The financial sentiment of families has improved by 19 percentage points since the last Autumn Statement, research from Lloyds Bank has revealed, suggesting that the improved economic situation is beginning to feed through.
According to the latest Family Finances report, feelings towards the economy are growing increasingly positive across all household types. Although the figures show that people still feel negative overall, the balance of opinion on the UK's financial situation has significantly increased, growing from -54% at the time of the last Autumn Statement to -35% today.
This rising positivity could have been fuelled by a number of different factors, such as improved economic growth, falling inflation and reduced unemployment, while the addition of rising house prices means many people now have a lot more equity in their home – which means many could be thinking about remortgaging.

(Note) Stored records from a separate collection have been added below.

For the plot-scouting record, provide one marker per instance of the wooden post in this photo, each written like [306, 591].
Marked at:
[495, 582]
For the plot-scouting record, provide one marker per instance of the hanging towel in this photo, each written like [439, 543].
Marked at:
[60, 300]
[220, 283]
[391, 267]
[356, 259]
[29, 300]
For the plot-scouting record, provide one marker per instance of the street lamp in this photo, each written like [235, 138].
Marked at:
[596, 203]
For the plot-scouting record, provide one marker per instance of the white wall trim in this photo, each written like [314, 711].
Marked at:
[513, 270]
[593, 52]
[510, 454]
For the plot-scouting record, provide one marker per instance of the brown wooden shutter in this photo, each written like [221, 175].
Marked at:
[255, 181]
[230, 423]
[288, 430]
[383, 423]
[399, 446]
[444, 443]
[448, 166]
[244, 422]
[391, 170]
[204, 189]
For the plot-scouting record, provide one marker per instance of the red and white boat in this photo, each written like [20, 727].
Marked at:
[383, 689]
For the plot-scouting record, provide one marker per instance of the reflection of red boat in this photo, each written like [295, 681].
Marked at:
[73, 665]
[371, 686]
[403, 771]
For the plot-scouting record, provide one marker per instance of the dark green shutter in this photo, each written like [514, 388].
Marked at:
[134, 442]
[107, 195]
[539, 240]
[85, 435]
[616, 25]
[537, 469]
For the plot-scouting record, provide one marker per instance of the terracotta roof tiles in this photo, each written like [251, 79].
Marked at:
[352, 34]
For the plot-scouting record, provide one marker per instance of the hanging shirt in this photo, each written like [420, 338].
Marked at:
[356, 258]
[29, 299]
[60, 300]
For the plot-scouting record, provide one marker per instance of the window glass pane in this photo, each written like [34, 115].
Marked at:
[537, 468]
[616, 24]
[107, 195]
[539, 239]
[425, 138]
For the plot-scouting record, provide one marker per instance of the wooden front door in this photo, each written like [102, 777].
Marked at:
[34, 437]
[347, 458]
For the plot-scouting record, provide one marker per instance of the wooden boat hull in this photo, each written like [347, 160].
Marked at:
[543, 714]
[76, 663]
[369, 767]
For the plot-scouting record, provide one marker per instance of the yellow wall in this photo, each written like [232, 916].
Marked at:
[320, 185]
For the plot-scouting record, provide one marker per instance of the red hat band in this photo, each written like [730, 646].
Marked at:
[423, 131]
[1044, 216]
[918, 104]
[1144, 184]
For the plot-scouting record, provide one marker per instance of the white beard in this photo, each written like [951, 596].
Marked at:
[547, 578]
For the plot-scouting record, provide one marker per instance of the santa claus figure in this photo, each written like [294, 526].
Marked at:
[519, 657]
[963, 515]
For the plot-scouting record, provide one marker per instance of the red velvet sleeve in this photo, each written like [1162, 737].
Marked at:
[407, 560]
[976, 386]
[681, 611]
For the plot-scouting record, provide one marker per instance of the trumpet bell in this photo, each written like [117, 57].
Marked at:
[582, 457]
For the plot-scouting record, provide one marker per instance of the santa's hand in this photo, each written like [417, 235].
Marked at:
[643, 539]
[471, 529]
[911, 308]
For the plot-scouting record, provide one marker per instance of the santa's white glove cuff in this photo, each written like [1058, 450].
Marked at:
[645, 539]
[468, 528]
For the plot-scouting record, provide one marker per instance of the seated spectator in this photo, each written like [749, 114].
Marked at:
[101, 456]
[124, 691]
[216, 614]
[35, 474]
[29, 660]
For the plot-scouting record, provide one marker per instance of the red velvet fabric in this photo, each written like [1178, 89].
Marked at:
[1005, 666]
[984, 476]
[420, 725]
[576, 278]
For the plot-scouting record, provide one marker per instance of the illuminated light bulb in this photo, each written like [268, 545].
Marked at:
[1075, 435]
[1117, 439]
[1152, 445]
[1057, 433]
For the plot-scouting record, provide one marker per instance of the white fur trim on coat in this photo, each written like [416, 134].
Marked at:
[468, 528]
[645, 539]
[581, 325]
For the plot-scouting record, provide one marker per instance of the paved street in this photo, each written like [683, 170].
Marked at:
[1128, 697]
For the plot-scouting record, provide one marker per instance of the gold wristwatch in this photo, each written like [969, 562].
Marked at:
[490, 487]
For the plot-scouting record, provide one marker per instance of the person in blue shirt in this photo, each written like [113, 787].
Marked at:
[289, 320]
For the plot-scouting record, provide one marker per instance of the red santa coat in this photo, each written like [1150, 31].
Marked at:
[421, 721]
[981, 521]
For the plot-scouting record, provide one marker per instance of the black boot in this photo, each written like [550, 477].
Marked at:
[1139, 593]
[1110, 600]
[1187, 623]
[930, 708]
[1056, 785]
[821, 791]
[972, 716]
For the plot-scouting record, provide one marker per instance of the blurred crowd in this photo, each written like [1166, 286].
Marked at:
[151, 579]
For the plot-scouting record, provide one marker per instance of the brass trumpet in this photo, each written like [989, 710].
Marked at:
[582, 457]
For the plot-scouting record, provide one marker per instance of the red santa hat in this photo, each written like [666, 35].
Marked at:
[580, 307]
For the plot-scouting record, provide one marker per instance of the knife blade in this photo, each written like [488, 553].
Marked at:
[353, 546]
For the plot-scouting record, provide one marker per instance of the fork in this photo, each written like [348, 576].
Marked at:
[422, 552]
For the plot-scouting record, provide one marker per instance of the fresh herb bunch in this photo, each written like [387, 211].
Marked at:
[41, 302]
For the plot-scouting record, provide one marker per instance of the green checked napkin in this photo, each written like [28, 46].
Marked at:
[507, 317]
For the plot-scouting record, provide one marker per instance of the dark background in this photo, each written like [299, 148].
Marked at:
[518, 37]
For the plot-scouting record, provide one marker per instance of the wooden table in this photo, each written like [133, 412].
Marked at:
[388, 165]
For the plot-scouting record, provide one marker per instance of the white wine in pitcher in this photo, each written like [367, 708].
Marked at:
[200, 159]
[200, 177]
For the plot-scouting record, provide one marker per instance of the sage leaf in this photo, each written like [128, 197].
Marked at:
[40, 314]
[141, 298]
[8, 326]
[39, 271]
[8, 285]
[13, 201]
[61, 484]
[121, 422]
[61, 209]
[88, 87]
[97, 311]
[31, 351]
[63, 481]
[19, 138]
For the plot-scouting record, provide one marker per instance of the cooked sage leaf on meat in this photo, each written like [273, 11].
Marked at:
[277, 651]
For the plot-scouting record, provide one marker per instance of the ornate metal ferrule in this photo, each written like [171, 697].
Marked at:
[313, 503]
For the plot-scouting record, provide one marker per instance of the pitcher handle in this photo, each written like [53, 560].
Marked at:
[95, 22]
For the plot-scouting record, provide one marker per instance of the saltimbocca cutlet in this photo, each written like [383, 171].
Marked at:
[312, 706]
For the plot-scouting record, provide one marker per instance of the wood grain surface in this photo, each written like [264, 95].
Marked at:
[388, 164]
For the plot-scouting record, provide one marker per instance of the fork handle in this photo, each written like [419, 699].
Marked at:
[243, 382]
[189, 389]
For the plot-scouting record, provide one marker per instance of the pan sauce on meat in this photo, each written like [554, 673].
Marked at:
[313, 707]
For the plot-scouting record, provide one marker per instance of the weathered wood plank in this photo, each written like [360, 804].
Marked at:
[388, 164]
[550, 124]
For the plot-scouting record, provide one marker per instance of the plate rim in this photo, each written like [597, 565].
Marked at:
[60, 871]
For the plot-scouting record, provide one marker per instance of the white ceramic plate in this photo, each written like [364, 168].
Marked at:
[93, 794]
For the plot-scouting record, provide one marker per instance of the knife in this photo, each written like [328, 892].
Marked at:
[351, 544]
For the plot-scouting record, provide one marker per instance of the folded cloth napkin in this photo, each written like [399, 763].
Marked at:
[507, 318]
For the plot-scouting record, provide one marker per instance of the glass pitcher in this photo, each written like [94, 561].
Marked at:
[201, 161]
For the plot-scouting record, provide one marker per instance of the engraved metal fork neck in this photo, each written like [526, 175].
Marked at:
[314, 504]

Families are becoming increasingly positive in their outlook for the future, too, with a balance of 16% thinking that their financial situation will improve and they'll have more disposable income in six months' time. Interestingly, this is in sharp contrast to those without children, who still have a neutral outlook at 0%.
Spending pressures remain
Families' improved positivity comes despite the fact that a large proportion of their household budget still goes on essential bills. The figures show that seven in 10 households with children spend at least three quarters of their income on bills and essentials, while 20% spend all of their income each month, leaving them without any disposable income whatsoever.
Many households feel they're spending more on basic essentials than they were a year ago, too: 50% of those surveyed said they're spending more on utility bills, 37% are spending more on water, 44% have higher petrol costs and 46% spend more on groceries. As well as spending more on essentials, many people also believe they're spending less on leisure items (42%) and clothes (34%) than last year, highlighting the increased pressure a lot of household budgets are under.
Philip Robinson, savings director for Lloyds Bank, commented: "Families are still feeling the pinch, with spending on bills continuing to take up most of their household income. Improvements in the wider economy have not yet taken the pressure off household finances, but these improvements are having some effect, with families thinking they'll have more disposable income in six months time."
Hopefully, this extra disposable income will have a positive effect on the savings habits of families, because current savings levels are still worryingly low. The survey found that 32% of families weren't able to save anything at all in the preceding 12 months, up 2% from last year, while across the population, 50% have less than two months' income in savings – suggesting that many wouldn't be able to cope with an unexpected financial shock.
Bearing this in mind, it's all the more positive that families are feeling more confident in their financial futures. The improved economic environment could be starting to have an effect, and it's hoped that in the next few months, families will really feel the difference in their budgets. Being able to stash away more in savings accounts could boost positivity even more, ensuring families are completely financially prepared.